In honor of SysAdmin Day, we share IT pros' memories of heroic deeds from the data center.
They say love is a battlefield, but as any system administrator knows, so is the data center! Whether it’s vanquishing pesky performance bottlenecks or preventing data loss, application downtime, and service outages, sysadmins are the first line of defense for today’s businesses. And as the sysadmin role continues to evolve with the growth of hyperconvergence, hybrid IT and cloud computing among other new technology trends, so too do the threats and challenges these unsung heroes must defeat day in and day out.
To celebrate System Administrator Appreciation Day 2016 and honor sysadmins everywhere for all the times they've come to the rescue to keep everything running smoothly, the folks at SolarWinds asked the THWACK community of 130,000 IT professionals for feedback on their most heroic sysadmin moments. On the following slides, enjoy a selection of their impressive tales of data center heroism along with illustrations of their superhero alter egos.
Happy SysAdmin Day 2016!
“One of my greatest sysadmin moments happened almost a decade ago. I was adding redundancy to our HP RX8600 server by adding two cells for RISC9000. Despite making only a small change, the next day our DBA reported ‘fuzzy checkpoints,’ and write operations were taking a minute, rather than a few seconds.
Our provider technicians suggested an OS patch, which as I suspected, resulted in a major failure and severe outage that left the business decommissioned for days. We eventually found a backup that could be read to successfully restore the system, but the slowness issue persisted.
I remembered that the rather large cell boards that had been added were slid in through the back of the chassis, dangerously close to the SAN fiber cables. After I fiddled with the cables on a hunch, our DBA burst into the data center exclaiming that the performance had bounced back. Now I knew it all boiled down to a problem with the fiber and replaced it immediately. After a close inspection, a barely visible crush spot could be seen on the cable, not severe enough to cause errors to be reported, but enough to cause packets to retransmit.
At the end of the day, I had successfully backed up a potentially disastrous payroll system crash, solved the database performance issue and everyone got paid on time!”
“I'll never forget the day I put an end to a ransomware siege. The only information I had to go on was that 30,000 critical files were encrypted, each with its own ransom note. We had no idea what the source of the infection was or if there was anything else happening that hadn't yet been reported. Cue shutdown of all servers across the network.
After spending (read: wasting) lots of time looking at the encrypted files and searching the web with a fine-tooth comb to find out if there was a decryption tool available, I realized that the key to this problem lay in the ransom notes: each ransom note was created by one user. We now had the source. After a quick deletion of all the encrypted files and the associated ransom notes, followed by a restore of all the original data from the previous night’s backup, we were back in business.”

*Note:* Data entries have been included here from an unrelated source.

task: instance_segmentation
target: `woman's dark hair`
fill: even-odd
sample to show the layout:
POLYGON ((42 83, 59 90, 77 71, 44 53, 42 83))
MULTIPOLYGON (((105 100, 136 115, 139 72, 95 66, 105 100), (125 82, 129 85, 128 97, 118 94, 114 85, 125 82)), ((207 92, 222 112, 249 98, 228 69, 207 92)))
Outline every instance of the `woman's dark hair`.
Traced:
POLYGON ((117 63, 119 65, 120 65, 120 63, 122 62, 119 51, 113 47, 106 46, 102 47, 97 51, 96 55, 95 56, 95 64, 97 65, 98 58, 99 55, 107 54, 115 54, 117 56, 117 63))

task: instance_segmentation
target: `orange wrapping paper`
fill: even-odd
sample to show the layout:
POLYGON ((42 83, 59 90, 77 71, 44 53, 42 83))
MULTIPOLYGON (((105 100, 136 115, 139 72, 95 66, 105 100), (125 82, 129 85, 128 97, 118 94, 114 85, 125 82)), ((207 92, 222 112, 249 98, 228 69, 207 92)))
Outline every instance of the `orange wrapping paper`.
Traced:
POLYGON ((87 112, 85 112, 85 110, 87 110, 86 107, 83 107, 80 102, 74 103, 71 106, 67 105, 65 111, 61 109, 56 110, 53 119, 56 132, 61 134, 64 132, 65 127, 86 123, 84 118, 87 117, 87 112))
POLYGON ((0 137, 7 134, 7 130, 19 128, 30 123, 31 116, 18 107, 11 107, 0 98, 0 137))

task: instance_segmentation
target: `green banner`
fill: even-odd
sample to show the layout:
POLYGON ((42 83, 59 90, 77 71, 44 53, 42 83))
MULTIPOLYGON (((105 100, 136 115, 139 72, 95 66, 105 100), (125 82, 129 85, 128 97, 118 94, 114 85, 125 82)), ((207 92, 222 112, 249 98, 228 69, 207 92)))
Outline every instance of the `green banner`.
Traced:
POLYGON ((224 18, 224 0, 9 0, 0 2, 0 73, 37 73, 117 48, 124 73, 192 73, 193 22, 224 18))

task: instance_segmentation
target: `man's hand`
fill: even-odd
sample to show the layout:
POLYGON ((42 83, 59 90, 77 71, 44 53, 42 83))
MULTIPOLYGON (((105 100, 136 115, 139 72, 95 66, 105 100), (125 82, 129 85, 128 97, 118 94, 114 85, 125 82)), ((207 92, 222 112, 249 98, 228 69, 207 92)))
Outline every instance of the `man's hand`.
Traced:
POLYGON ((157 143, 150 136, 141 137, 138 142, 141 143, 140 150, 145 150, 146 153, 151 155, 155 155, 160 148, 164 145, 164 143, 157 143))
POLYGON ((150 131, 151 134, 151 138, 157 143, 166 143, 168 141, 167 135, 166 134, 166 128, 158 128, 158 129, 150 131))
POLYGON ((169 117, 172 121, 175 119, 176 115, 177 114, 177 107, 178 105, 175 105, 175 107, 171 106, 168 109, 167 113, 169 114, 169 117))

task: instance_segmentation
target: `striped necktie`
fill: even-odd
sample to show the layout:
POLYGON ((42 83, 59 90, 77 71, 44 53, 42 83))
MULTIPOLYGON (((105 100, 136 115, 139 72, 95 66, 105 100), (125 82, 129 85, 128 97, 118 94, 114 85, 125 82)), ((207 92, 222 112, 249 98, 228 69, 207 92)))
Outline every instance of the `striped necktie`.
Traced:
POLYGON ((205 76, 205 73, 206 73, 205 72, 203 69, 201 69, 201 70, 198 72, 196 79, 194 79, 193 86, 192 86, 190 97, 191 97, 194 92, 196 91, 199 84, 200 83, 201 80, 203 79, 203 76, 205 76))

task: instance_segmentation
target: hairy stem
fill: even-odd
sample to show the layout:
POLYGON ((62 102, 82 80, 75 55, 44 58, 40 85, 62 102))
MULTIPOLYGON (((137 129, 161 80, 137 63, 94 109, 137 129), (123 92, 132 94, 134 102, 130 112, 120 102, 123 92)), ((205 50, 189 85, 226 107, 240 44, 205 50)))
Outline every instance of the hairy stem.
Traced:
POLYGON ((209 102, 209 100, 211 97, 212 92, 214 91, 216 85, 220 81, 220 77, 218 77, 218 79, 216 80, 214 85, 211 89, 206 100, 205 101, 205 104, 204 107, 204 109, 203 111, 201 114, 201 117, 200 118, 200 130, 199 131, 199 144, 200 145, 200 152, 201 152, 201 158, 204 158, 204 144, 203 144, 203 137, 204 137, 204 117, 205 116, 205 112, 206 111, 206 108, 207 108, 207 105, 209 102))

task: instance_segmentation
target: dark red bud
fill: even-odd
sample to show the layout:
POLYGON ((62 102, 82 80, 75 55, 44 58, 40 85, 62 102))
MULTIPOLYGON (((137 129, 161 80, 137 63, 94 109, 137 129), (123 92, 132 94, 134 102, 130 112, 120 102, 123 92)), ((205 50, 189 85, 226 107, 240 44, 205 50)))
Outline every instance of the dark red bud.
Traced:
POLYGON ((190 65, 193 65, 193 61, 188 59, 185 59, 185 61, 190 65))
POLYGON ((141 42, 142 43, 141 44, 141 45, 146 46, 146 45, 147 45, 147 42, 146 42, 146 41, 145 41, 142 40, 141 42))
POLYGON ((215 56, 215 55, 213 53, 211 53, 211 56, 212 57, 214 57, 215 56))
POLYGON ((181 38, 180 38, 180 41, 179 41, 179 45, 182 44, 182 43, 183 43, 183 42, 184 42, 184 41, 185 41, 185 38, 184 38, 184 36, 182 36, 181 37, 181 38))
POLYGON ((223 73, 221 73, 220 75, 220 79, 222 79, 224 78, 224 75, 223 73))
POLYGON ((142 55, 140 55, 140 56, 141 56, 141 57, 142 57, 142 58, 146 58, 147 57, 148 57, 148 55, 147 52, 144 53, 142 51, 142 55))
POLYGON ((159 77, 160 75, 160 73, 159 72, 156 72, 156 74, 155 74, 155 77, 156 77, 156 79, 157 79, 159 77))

“We were in the middle of a production migration when our SQL DBA called to say, 'Oops, I ran your ODS scripts against your production database.' We were already hours into the migration and did not have time to do a database restore and still meet our deadline to be up and operational at the start of business hours. But a few 'CTRL + F’s' later, we were scripting the statements to fix the database and make the deadline with enough time to spare for a few hours of sleep before business resumed.”
“We had a client a few years ago who routinely experienced website downtime due to frequent IIS server crashes. Many of their technical team’s solutions included throwing more resources at the system to see if that would help. Needless to say, it didn't. Once I was pulled in, I spent about an hour going over all the data available from the system in our monitoring tool, trying to see what I could correlate to the time when the reported issues were happening. I ultimately ended up finding huge spikes in current connections to IIS using an IIS SolarWinds Server & Application Monitor template that we had applied to the system. Turns out that the client’s web code would choke if the number of current connections went above a specific level."
“In 2009, I was working with the Marine Corps in Iraq. One night, the generators went out and when everything kicked back on, we discovered our primary classified SAN had been totally reset. Even NetApp techs had no idea how to recover the data. Imagine losing information that could possibly mean life or death, with no hope of any easy fix!
After about eight hours, an uncountable number of Rip It energy drinks and threatening the SAN with a large wrench (I kept it for that express purpose), I was able to get the SAN to begin reading disk data and rebuild itself with no reported data loss. I can’t for the life of me remember how I did it, but I received a Navy Achievement Medal and was never without Rip Its again.”